OMAHA, Neb. -- The remnants of Tropical Storm Isaac could bring welcome rain to some states in the Mississippi River valley this week, but experts say it's unlikely to break the drought gripping the Midwest.
Along with the deluge of rain expected along the Gulf Coast when Isaac makes landfall, the National Weather Service predicts 2 to 6 inches of rain will fall in eastern Arkansas, southeast Missouri and southern Illinois.
Those areas are among those hard hit by the drought that stretches from the West Coast east into Kentucky and Ohio, with pockets in Georgia and Alabama. The rain that falls inland likely will ease but not eliminate drought, because those areas are so dry, said Mark Svoboda, a climatologist with the National Drought Mitigation Center.
Arkansas rancher Don Rodgers said his area is short 17 inches of rain this year. He said even a couple of inches from Isaac would make a significant difference because he would have water for his cattle and might be able to grow some forage for this winter.
"I'm very sorry for the people in the path of this hurricane. I'm just praying we can get some of the benefit from it up here," said Rodgers, who has cattle in Crawford County, a rural area near the Oklahoma border.

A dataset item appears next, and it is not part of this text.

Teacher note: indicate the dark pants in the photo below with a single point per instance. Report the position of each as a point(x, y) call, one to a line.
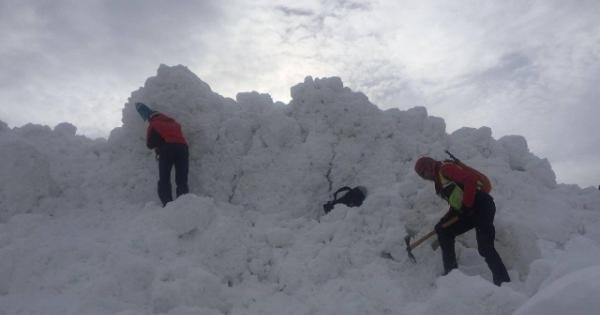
point(482, 219)
point(172, 154)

Heavy rains, especially if it pushes into the Ohio Valley, would provide some relief for the low-water conditions that have hampered Mississippi River traffic for weeks, said National Weather Service hydrologist Marty Pope.
"If that happens, it would help us out quite a bit," Pope said.
Pope said any rise in the river would help clear clogged shipping channels, which have caused temporary closures in recent weeks. The low levels have prompted companies to reduce loads on barges carrying goods ranging from grain to gasoline, which can mean big losses for shippers.
Isaac has been gaining strength and could become a Category I hurricane before its expected landfall Tuesday or Wednesday. The storm's path may change before it reaches land, but the drought is so widespread that the rain is certain to be welcomed by those in any area that get it.